Zgłosił policji awanturę u sąsiadów, której... nie było
Pszczyna | 05.12.2016, 09:03 |
Złośliwości i swawole mogą słono kosztować 32-latka z Pszczyny, który wywołał niepotrzebne czynności policjantów. Zaalarmował dyżurnego o potrzebie przeprowadzenia interwencji u awanturujących się sąsiadów. Okazało się, że nic takiego nie miało miejsca, a wskazany w informacji adres pokrywał się z numerem telefonu zgłaszającego.
Zaskakujące sytuacje to codzienność dla pszczyńskich policjantów. Dokładnie z takim przykładem mieli do czynienia podczas interwencji 1 grudnia.
Mundurowi jechali na miejsce awantury domowej u sąsiadów zgłaszającego. Nie spodziewali się, że zamiast hałaśliwej gromadki osób zastaną jedynie samotnie przebywającego w mieszkaniu mężczyznę.
Na początku nie wiedzieli, że owym mężczyzną jest sam zgłaszający. Poza tym, zastany na miejscu lokator zastrzegał się, że nic nie wie o żadnej awanturze i nie ma pojęcia, dlaczego został wezwany patrol policji.

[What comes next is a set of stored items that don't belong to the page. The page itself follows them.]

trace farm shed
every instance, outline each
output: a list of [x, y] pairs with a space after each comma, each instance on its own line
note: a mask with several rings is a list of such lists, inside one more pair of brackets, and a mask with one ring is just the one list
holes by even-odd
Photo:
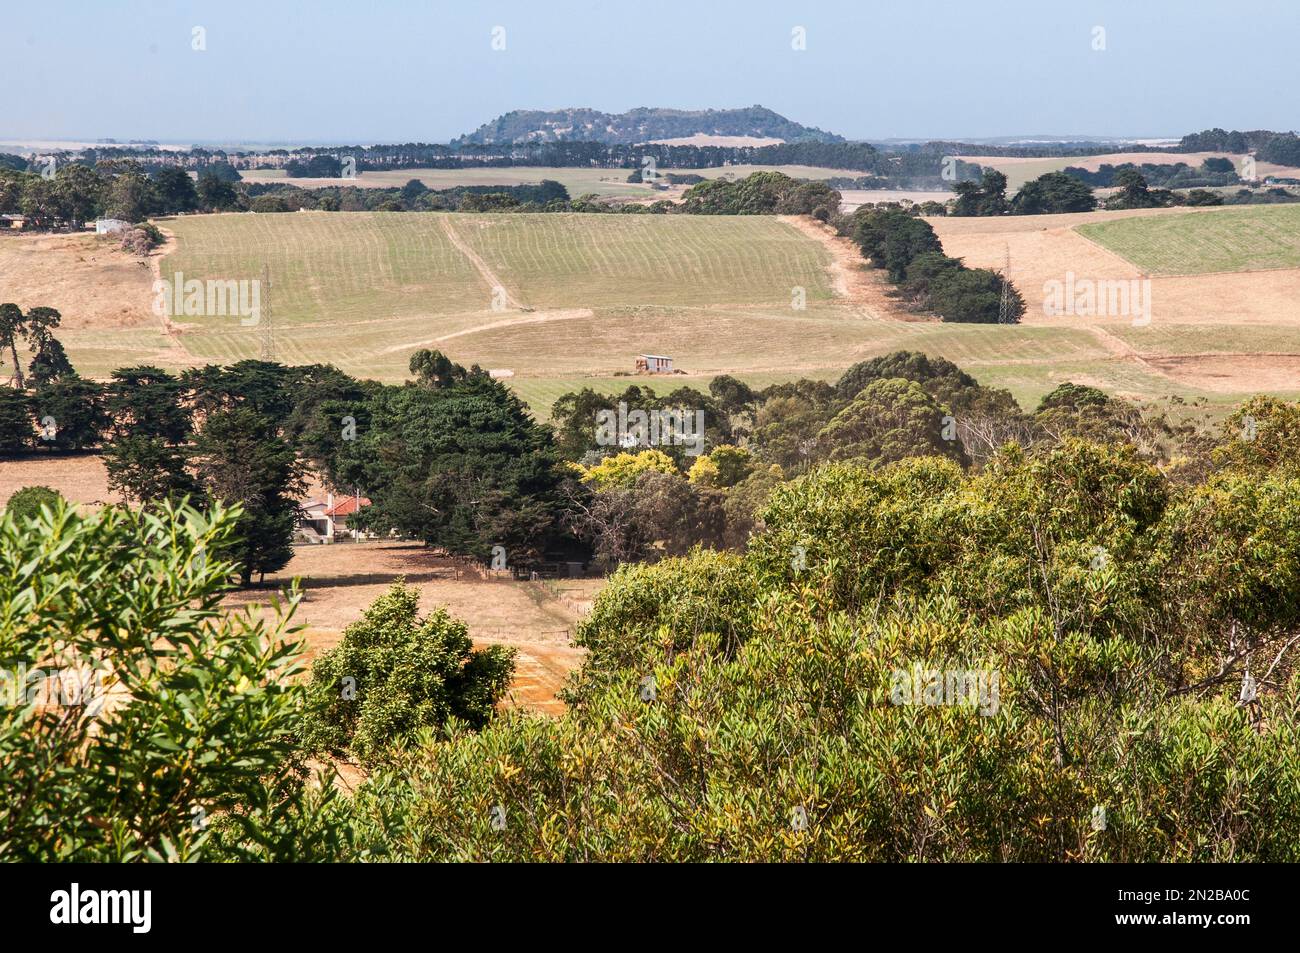
[[641, 374], [671, 374], [673, 359], [662, 354], [638, 354], [636, 369]]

Sprawa wyjaśniła się po wykonaniu telefonicznego połączenia na posiadany przez dyżurnego numer zgłaszającego. Okazało się, że dzwonił telefon zaskoczonego wizytą policjantów mężczyzny.
32-latek musi teraz liczyć się z konsekwencjami swojego nieodpowiedzialnego zachowania. Należy pamiętać, że zgodnie z kodeksem wykroczeń tego typu żarty mogą kosztować nawet 2 500 zł.